Dua Anggota Polres Cilegon Jadi Korban Pengeroyokan Sekelompok Pemuda Mabuk

Pelaku Pengeroyokan dua anggota polisi saat diamankan di Mapolres Cilegon. (Istimewa).Pelaku Pengeroyokan dua anggota polisi saat diamankan di Mapolres Cilegon. (Istimewa).

CILEGON, TitikNOL - Dua anggota polisi dari Polres Cilegon, menjadi korban pengeroyokan oleh sekelompok pemuda di Lingkungan Medaksa, Kelurahan Tamansari, Kecamatan Pulomerak.

Tujuh orang pelaku sudah ditangkap, sementara satu pelaku masih buron dan hingga saat ini masih dalam pengejaran aparat kepolisian.

Berdasarkan informasi yang berhasil dihimpun, aksi pengeroyokan terhadap dua anggota Polres Cilegon itu terjadi pada hari Rabu (9/10/2019) dini hari sekira pukul 01:00 WIB. Dua anggota yang menjadi korban pengeroyokan itu berinisi SW dan HW.

Peristiwa pengeroyokan itu terjadi, saat kedua korban ingin melerai keributan, akan tetapi pihak yang dilerai berjumlah delapan orang tersebut justru tidak terima dan langsung mengeroyok korban secara brutal.

"Dua anggota kita yang menjadi korban pengeroyokan ini awalnya sedang patroli malam antisipasi kejahatan di wilayah Merak, kemudian sekitar TKP ada segerombolan pemuda yang ingin berkelahi, terus anggota kita yang ingin melerai justru dikeroyok oleh pelaku yang berjumlah 8 orang," kata Kapolres Cilegon, AKBP Rizki Agung Prakoso, Kamis (10/10/2019).

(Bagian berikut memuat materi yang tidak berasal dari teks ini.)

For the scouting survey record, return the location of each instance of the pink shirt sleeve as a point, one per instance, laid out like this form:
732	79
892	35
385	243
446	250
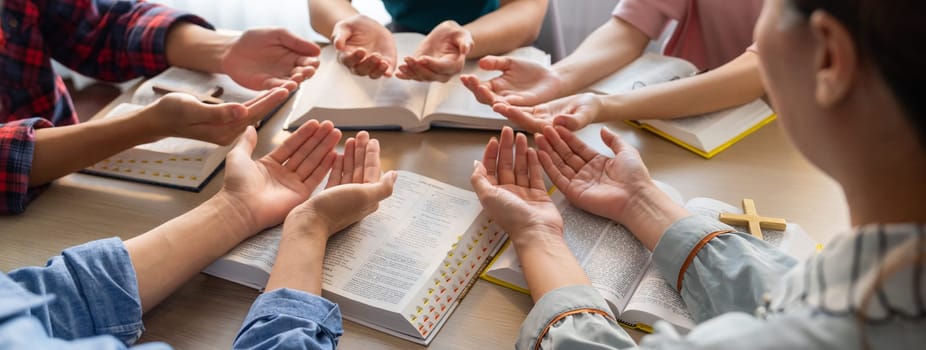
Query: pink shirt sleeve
650	16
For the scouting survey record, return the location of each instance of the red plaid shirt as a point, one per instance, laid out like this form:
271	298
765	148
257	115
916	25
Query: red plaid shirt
104	39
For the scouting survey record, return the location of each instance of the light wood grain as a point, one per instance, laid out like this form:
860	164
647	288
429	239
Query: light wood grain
207	312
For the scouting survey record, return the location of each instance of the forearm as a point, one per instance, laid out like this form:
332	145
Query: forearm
324	14
193	47
608	49
547	262
169	255
64	150
514	24
733	84
648	214
299	260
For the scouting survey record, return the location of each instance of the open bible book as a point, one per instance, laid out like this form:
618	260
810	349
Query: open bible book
622	269
403	269
705	135
354	102
173	161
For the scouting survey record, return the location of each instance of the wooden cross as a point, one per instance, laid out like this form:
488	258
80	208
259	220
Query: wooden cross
210	97
751	218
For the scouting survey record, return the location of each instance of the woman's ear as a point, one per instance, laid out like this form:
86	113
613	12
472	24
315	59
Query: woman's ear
835	59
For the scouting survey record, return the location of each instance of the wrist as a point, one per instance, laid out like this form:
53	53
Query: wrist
648	213
197	48
613	108
235	213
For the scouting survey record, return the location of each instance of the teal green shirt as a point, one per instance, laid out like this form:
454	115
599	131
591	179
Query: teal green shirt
423	15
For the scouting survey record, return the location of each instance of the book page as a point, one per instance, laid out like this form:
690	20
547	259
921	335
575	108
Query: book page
649	69
452	103
388	256
709	131
181	79
656	300
335	88
611	256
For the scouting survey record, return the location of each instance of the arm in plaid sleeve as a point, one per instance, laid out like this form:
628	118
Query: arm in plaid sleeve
17	144
111	40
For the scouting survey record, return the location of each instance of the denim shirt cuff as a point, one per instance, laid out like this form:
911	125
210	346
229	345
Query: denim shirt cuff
106	277
679	240
300	305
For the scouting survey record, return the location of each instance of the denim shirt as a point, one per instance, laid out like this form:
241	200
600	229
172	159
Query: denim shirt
87	298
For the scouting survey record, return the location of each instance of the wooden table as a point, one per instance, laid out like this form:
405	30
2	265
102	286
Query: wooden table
207	312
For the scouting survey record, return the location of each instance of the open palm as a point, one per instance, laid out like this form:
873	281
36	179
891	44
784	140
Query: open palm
509	183
267	58
273	185
594	182
572	112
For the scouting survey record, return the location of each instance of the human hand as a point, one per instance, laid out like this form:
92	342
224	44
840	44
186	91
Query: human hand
572	112
182	115
365	46
522	83
592	181
270	57
268	188
440	56
509	183
354	190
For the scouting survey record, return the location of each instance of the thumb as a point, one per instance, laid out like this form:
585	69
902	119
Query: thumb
613	141
221	114
479	179
245	145
385	186
341	33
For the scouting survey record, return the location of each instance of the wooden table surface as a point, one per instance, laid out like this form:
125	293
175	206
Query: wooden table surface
207	312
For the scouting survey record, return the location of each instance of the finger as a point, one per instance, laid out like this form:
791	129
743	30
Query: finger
555	159
336	172
386	185
264	107
347	166
535	170
293	142
560	180
481	181
272	83
368	64
562	149
351	59
371	165
568	121
506	157
520	161
297	44
519	116
490	159
319	151
318	174
302	153
577	146
613	141
245	146
363	140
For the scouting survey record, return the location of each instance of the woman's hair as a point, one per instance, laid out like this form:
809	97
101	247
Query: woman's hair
890	35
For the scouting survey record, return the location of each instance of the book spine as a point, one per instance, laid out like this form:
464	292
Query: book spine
455	275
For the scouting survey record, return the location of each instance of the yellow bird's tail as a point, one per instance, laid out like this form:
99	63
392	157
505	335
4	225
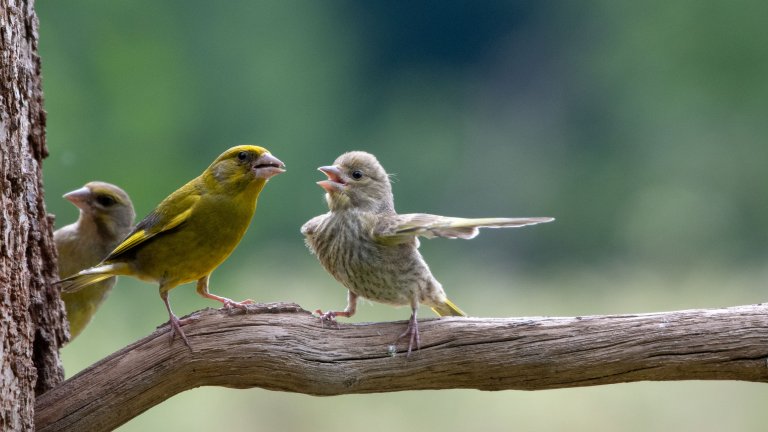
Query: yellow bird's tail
448	309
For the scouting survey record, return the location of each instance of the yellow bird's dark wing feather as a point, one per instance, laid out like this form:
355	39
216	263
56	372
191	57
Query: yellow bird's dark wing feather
158	221
402	228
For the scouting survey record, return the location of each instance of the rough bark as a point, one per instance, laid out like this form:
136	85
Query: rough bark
289	350
31	316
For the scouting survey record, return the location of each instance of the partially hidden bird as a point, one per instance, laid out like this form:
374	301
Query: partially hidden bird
373	251
192	231
106	217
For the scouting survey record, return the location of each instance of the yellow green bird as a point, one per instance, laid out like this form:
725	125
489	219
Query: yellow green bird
192	231
373	251
106	217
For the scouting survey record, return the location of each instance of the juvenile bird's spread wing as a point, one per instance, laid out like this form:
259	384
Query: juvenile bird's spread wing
402	228
181	205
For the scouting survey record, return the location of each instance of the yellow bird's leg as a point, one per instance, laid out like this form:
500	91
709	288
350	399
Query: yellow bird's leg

Dijelaskan Kapolres, dua anggota polisi yang menjadi korban pengeroyokan itu sudah menunjukan kartu anggota, namun tidak digubris oleh para pelaku.

"Jadi saat ingin melerai perkelahian itu, anggota kita sudah memberitahu kalau mereka polisi, bahkan menunjukan kartu anggota. Namun mereka (pelaku) tidak menggubrisnya, tetap melakukan penggeroyokan," jelas dia.

Sementara Kasat Reskrin Polres Cilegon, AKP Zamrul Aini mengatakan, beberapa pelaku yang melakukan pengeroyokan tersebut dalam kondisi mabuk.

"Beberapa pelaku yang melakukan penggeroyokan ini dalam keadaan mabuk," ungkap Zamrul.

Lebih lanjut Zamrul menambahkan, pihaknya tidak membutuhkan waktu lama untuk menangkap para pelaku.

"Sekitar dua jam setelah kejadian kita berhasil menangkap tujuh orang pelaku, sementara satu pelaku lagi hingga saat ini masih buron, masih kita lakukan pengejaran," ujarnya.

Atas kejadian pengeroyokan itu, korban SW mengalami luka sobek dibagian pelipis sebelah kiri, luka sobek di bagian bawah bahu sebelah kiri dan luka sobek kaki kelingking sebelah kanan. Sementara korban HW mengalami lecet bagian leher sebelah kiri dan luka memar bagian pelipis sebelah kiri.

Adapun tujuh orang pelaku pengeroyokan yang berhasil ditangkap masing-masing berinisial IW, IF, LP, DS, FB, RF dan MO. Sementara satu pelaku yang masih buron berinisial LK.

Untuk menanggung jawabkan perbuatannya, ketujuh pelaku dikenakan pasal 170 KUHP tentang Pengeroyokan dengan ancaman 9 tahun penjara. (Ardi/TN1).